Later, i left, outside we all went. One of the girls was motioning for me to go into the back of a truck. It had a camper shell on it. I then looked into her hair and saw what looked like cob webs? and a spider! I said, no, i'm gonna go to bed and walked off, i went back to my room and went to bed. I guess my instincts kicked in or something?

The next morning, i woke up, sat up in bed. I started thinking, o great, what am i going to do now. I just spent thousands of dollars getting a car back that broke down on me on the side of the road and i'm stuck here in Mexico!

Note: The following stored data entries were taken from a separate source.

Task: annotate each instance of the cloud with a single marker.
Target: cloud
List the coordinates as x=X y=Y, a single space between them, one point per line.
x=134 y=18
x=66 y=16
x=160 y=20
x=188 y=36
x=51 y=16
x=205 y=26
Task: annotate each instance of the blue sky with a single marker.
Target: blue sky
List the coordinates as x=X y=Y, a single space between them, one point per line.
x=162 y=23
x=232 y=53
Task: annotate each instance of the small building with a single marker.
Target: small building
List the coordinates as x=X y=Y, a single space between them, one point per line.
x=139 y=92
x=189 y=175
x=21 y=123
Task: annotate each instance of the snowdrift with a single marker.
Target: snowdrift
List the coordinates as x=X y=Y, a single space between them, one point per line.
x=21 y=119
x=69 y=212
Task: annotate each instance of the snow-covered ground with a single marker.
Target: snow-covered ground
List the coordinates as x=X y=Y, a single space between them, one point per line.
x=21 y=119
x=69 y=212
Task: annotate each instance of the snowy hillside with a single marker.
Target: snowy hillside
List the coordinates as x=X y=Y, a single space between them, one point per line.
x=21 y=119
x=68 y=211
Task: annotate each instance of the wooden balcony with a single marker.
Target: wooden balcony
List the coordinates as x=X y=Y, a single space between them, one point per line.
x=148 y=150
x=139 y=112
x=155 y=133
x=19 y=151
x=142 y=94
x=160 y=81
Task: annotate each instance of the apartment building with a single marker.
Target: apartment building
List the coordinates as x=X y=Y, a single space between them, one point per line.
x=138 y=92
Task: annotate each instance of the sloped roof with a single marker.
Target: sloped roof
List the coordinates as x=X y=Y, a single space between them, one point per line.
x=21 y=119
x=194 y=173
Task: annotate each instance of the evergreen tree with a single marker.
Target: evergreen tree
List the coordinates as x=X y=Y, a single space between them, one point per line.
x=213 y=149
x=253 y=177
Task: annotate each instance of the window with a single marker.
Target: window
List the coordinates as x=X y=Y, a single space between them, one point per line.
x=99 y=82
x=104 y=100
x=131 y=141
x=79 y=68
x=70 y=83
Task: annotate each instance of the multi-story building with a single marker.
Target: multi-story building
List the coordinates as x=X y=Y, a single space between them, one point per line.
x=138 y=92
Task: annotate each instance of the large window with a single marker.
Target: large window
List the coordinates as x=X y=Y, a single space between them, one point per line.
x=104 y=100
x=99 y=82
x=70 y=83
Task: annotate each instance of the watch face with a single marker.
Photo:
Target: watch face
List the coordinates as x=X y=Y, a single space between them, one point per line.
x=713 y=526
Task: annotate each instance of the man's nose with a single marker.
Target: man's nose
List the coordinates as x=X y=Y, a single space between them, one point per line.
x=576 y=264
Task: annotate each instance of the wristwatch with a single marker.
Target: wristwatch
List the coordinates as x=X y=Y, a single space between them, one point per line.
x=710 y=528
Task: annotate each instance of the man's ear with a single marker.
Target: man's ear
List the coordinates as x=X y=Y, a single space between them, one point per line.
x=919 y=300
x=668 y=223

I saw something moveing up in the top right corner of the room. I looked and saw a woman standing, looking at me. She looked like a nun to me. Her head was covered with whatever you call that thing they wear. I could see her clear, except she looked so clean and the white cloth was so white. She raised her hands together to her mouth, kissed them, then threw them out towards me. A white dove flew out from her hands towards me. I watched it fly towards me, past me towards the window. I looked back to see her, and she was gone, i looked back to see the dove and it was gone. The dove had flown towards the window, so when i looked back to see the dove, all i could see out of my hotel window was an enormous beautiful catholic church. The feeling i got then was unlike anything i have ever felt before. I had never felt so at peace in all my life. It is a feeling of pure good, there was no fear, not a drop. It is just amazeing!

this was many years ago. i never really understood any of this till recently. I was in my room getting ready for work and i heard a voice tell me that i must believe the word of Jesus. I looked around and didn't see anyone. I kinda figured it was an angel, since i had been haveing lots of dreams at that time of me and angels hunting demons. They would show me where they are and i would attack them and send them back to wherever they come from. lol

So this is what has gotten me to read the bible so intensely on a daily basis now. I've learned alot from the bible that explains alot of these experiences i have had.

edit 7-28 *** today, i know why i never found the dove in the curtains, well... i've known for sometime now, just figured this is a good place to insert this bit of info, I found it right here inside of me.
Last edited by stone; 28th July 2006 at 09:37 AM.